Jim Monahan, the co-founder of the Covent Garden Community Association and another former Labour supporter, is standing as a candidate. He is joined by James White, also previously involved in Labour, and a third candidate, Hamza Chowdhury.

Enter Ms Vincent, who is stepping down from the council in four weeks. She has written a letter with an emphatic endorsement for these Green Party candidates.

This isn’t a mild parting shot. The bulletin to residents is full of fury for Labour’s leader in Camden, Richard Olszewski, transferring from Fortune Green ward in the north west of the borough to Holborn.

Fortune Green is under serious threat from the Lib Dems, while Holborn has always voted Labour.

She claims the Greens will be better as local representatives now because they live in the area and can see the problems with dumped Lime bikes, takeaway litter and out-of-scale new development first-hand.

Sue Vincent winning for Labour in Holborn and Covent Garden for Labour in 2018 – with Awale Olad and Julian Fulbrook

Mr Olszewski described the letter as a “sad ending” to Ms Vincent’s time on the council.

Labour campaigners are keen not to get into a public to-and-fro over her comments, but one passage triggered an extra scowl.

“James, Jim and myself were all former paid-up active members of the Labour Party,” Cllr Vincent said in her letter.

“Before the much-loved Frank Dobson MP died in 2019, he said to me that if he were starting out again in politics he would join the Green Party – and we all know how sensible our Frank was!”

Harrington is acutely aware of how popular he was in his Holborn and St Pancras constituency. He never lost an election, and usually his majority would go up.

There hasn’t really been a politician like him in Camden since – an avuncular but frank, small-f figure – and Sir Keir Starmer knew how important it was to secure his endorsement when he first showed interest in being his successor.

Mr Dobson had often appeared irritated by the unseemly queue of wannabes who were positioning themselves ahead of his retirement, and almost stayed on to spite them.

This was even funnier, given he held traditional Labour views – a critic of profiteering from public services – while those who wanted his seat were often more of a Blairite persuasion.

Sue Vincent’s letter

Dobbo, as he was known, had no love for the New Labour prime minister once he had been shafted in an ill-advised push from his treasured job as health secretary to a candidate for Mayor of London. He would no doubt have been a good leader of the city, but the politics of Ken Livingstone’s removal and run as an independent put paid to that.

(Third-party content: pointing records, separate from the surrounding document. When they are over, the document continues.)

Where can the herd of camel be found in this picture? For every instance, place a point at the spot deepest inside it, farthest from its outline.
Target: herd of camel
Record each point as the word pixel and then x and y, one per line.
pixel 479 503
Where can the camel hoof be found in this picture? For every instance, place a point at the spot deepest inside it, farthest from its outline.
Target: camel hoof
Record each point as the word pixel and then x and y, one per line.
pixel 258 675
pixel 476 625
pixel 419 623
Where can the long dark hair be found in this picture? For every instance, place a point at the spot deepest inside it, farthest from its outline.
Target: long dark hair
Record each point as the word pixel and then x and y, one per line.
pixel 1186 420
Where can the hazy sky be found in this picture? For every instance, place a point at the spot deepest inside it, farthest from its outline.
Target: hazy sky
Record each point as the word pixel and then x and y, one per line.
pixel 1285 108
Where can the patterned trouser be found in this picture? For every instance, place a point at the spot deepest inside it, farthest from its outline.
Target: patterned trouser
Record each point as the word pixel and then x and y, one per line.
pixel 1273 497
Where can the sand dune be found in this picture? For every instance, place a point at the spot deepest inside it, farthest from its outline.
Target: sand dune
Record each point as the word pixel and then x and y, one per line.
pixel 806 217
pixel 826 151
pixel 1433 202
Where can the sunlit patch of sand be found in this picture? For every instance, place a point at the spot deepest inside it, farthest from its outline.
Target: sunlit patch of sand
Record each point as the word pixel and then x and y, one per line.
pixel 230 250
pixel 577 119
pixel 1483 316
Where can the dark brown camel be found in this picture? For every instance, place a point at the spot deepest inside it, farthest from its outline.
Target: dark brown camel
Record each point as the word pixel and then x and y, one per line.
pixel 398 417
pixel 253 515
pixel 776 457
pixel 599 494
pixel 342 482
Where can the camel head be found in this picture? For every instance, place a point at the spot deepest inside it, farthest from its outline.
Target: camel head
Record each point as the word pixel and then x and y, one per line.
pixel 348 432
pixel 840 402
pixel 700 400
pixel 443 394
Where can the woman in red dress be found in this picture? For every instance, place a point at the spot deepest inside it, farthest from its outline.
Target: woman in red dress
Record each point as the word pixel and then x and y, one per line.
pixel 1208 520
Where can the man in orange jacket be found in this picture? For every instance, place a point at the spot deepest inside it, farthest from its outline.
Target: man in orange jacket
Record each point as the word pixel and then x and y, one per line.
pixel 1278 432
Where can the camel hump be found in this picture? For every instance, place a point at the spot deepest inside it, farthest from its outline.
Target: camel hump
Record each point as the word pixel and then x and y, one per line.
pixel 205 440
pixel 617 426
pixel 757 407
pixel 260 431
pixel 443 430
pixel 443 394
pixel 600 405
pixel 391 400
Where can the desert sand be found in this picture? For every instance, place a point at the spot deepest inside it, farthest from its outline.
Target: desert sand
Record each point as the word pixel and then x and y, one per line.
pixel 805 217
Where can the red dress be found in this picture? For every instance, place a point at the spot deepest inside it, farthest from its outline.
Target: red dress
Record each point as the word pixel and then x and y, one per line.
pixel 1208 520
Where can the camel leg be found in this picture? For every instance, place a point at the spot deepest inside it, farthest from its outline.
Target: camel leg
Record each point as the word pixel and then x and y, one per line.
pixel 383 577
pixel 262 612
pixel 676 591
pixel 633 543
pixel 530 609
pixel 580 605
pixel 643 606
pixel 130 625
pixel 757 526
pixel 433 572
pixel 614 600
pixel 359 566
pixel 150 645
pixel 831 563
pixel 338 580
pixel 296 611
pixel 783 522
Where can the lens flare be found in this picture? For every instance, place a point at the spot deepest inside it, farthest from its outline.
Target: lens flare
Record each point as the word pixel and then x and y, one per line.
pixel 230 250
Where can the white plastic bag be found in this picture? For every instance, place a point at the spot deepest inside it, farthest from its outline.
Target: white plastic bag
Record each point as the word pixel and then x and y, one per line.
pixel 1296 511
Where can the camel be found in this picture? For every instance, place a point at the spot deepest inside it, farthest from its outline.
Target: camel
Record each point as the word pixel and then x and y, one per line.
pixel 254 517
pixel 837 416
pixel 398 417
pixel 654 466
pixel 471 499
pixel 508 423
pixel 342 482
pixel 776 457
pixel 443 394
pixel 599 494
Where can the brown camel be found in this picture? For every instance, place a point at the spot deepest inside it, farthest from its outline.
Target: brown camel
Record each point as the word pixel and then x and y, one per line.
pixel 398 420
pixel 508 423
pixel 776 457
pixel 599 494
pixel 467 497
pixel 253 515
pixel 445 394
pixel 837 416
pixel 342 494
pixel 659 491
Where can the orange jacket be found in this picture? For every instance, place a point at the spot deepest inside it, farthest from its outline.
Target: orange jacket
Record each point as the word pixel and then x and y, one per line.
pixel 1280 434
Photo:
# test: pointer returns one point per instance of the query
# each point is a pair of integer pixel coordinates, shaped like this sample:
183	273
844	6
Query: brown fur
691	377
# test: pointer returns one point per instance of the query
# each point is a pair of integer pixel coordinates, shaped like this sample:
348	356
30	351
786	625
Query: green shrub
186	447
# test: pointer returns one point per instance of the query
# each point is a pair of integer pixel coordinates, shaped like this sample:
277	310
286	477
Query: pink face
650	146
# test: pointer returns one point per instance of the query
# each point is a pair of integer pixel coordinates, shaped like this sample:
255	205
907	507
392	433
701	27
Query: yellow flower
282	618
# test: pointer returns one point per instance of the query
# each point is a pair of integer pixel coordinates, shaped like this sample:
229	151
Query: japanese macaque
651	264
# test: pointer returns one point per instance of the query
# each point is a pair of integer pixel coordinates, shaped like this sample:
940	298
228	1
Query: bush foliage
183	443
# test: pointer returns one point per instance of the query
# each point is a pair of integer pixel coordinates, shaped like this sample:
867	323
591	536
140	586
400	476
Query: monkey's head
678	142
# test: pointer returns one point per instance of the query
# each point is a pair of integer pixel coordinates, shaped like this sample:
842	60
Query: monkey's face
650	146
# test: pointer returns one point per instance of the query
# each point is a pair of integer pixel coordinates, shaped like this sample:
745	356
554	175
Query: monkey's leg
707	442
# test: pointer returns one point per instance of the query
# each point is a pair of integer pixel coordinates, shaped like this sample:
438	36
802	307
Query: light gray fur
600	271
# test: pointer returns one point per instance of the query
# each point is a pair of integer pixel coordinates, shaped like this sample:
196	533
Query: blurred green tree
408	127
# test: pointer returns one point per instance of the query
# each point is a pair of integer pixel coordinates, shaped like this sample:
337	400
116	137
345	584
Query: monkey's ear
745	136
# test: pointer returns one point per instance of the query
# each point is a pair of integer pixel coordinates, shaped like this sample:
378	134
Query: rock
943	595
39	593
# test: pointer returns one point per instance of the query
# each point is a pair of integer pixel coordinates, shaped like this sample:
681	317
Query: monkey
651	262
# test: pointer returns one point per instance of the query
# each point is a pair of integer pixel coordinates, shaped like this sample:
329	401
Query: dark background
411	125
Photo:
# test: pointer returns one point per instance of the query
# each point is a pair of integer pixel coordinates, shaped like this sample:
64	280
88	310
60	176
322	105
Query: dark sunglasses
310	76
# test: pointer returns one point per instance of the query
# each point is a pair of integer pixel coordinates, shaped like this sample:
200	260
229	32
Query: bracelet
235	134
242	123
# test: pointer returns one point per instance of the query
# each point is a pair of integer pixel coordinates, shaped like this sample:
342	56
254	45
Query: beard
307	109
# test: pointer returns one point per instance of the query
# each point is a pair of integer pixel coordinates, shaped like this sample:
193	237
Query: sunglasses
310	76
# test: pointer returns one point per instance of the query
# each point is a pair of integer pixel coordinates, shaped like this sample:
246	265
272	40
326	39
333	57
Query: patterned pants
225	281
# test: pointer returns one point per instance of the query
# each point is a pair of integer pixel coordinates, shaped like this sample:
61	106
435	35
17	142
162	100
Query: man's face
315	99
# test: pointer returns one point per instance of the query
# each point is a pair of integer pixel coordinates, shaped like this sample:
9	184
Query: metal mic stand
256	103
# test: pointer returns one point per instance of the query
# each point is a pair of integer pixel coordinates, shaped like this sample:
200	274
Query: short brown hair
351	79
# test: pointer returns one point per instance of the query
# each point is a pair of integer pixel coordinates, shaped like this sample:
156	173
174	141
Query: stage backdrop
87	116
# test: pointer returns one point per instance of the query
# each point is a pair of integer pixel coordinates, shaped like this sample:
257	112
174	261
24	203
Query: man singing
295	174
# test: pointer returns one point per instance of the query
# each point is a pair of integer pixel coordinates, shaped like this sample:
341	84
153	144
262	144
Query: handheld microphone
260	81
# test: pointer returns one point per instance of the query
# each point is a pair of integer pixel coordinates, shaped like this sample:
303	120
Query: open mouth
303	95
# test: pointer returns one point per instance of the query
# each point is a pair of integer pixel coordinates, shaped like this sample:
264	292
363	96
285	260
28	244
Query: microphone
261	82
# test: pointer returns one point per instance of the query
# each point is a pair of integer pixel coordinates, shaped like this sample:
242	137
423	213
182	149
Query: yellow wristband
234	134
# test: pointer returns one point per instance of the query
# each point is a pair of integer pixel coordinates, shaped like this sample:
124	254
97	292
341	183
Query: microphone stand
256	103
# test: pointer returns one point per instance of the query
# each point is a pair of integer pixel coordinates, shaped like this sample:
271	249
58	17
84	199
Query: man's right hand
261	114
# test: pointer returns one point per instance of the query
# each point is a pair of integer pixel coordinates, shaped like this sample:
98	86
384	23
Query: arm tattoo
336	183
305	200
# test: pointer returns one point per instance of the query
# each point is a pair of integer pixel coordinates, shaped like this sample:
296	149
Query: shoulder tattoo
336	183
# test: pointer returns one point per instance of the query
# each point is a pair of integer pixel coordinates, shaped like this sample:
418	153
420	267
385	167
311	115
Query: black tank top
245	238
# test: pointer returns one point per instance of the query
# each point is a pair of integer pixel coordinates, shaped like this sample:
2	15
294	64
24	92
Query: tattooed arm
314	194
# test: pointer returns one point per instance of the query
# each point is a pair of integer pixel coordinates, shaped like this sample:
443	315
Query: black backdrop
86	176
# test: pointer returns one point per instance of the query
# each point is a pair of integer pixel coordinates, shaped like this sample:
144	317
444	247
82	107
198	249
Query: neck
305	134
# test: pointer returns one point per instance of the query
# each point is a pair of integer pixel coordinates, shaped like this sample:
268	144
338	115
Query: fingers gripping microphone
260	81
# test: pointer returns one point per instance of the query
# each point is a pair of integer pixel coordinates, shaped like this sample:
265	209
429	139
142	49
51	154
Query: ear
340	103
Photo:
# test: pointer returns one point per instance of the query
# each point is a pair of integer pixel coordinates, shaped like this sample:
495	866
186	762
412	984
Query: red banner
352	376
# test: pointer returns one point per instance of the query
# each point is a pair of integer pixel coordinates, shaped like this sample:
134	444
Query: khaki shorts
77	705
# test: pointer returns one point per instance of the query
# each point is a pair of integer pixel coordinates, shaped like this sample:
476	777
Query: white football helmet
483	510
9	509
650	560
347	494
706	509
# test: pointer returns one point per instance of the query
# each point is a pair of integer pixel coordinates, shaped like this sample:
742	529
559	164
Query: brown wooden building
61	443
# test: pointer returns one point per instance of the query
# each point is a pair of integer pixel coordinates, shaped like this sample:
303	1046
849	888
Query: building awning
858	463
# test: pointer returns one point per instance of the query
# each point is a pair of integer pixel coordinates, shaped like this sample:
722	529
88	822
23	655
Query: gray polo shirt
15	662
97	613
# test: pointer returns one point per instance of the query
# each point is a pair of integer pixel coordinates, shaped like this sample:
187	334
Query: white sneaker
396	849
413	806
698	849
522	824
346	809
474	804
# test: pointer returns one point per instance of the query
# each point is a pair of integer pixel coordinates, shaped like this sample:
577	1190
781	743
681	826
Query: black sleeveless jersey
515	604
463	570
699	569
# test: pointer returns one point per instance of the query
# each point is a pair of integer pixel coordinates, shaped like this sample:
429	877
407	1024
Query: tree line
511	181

And yet who can really say what Mr Dobson would have thought about where we are, whether his views on Sir Keir may have changed, or if he’d ever really have been attracted by the Green offer?

It is not too hard to see why somebody with Ms Vincent’s politics would have been changed by a government slow to scrap the two-child benefit cap, prepared to remove the winter fuel allowance, quick to bring in US companies to the NHS, vague on Gaza and, to stop the list short, content to end the right to a jury trial for some defendants.

But Mr Dobson is not here to give a view, and so it’s a spiky move to put words in his mouth.

Perhaps what’s most interesting is that six years after his death, the best endorsement anybody can have remains Mr Dobson.

It is a credit to his career as a popular politician – that’s a real rarity when you think about it – but it sums up how nobody impressive has followed since.

Maybe if more followed his example of knowing their area and listening to residents more than social media, they’d find it easier to win votes.